The grounds thereafter recite the fact that the Appellant had presented evidence to the Tribunal from a ‘Mr Gharbi’, a national of Tunisia who had been granted refugee status on account of his sexuality, and that it was her case that she had been beaten by her own family when they discovered that she was a lesbian. The grounds conclude, at paragraph 10, with the following statement –
The evidence before Judge Turnock did show that the Appellant would be subject to persecution on return as a lesbian. Judge Turnock was wrong to conclude otherwise based on the background evidence he quoted.
Analysis
3. It is apparent from the above that the grounds in this case amount to little more than an unreasoned expression of disagreement with the Tribunal’s evidence-based conclusion of that Gay Women in Tunisia are a particular social group which experiences societal discrimination that falls short of persecution. The grounds do not provide any reasons to support the rather general assertion that “the evidence … did show that the Appellant would be subject to persecution” and that Judge Turnock, “was wrong to conclude otherwise”. Rather, they appear to rely upon the assumption that these assertions are self-evident. This, however, is very far from the case. Indeed, the evidence that was before the Tribunal self-evidently supported the conclusion that is now the subject of challenge. I nevertheless set out the reasons why I consider this to be the case.

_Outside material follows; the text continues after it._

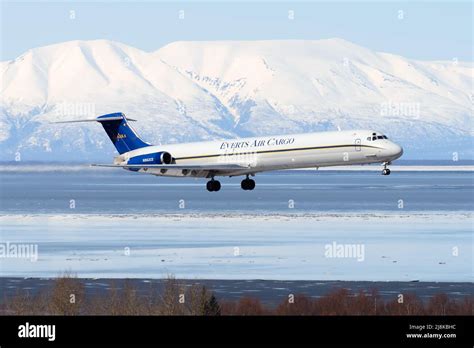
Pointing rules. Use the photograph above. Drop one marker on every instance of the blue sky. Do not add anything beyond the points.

4. The background evidence upon which the Tribunal relied, and which is accurately summarised in the grounds of appeal, was principally drawn from the US State Department report, ‘Human Rights Practices Report 2011 – Tunisia’. It referred to reports of random acts of harassment and discrimination by individual police officers rather than to systematic persecution by State agencies. Such reports were in any event described as “anecdotal”. In other words, they were unverified. Moreover, a report by a single LGBT activist of “harassment and assaults by unknown individuals upon persons perceived to be LGBT” could not have supported a finding that membership of a sexual minority group would place the appellant at risk of being persecuted by non-state actors. It is also noteworthy that the reports of harassment and discrimination that are cited in the US State Department do not seek to distinguish between the various sexual minorities but, rather, refers to them collectively as ‘LGBT’. The potential importance of this lack of discrimination can be seen from the fact that there was other evidence before the Tribunal that contradicted the US State Department’s assertion that all consensual same-sex activity is illegal under the Penal Code. Thus, a report by the International Lesbian, Gay, Bisexual, Trans and Intersex Association (ILGA), which is entitled ‘State-Sponsored Homophobia 2014: Tunisia’, states that although sexual activity between males is illegal, sexual activity between females is legal [see page 92 of the appellant’s bundle of documents]. Therefore, whilst Judge Turnock may have done little more than summarise the background country evidence and thereafter stated his conclusion, that conclusion was amply supported by the evidence.
Notice of Decision
5. The First-tier Tribunal did not err in law. The appeal is therefore dismissed.
Direction Regarding Anonymity
Unless and until a tribunal or court directs otherwise, the Appellant is granted anonymity. No report of these proceedings shall directly or indirectly identify her or any member of her family. Failure to comply with this direction could lead to contempt of court proceedings.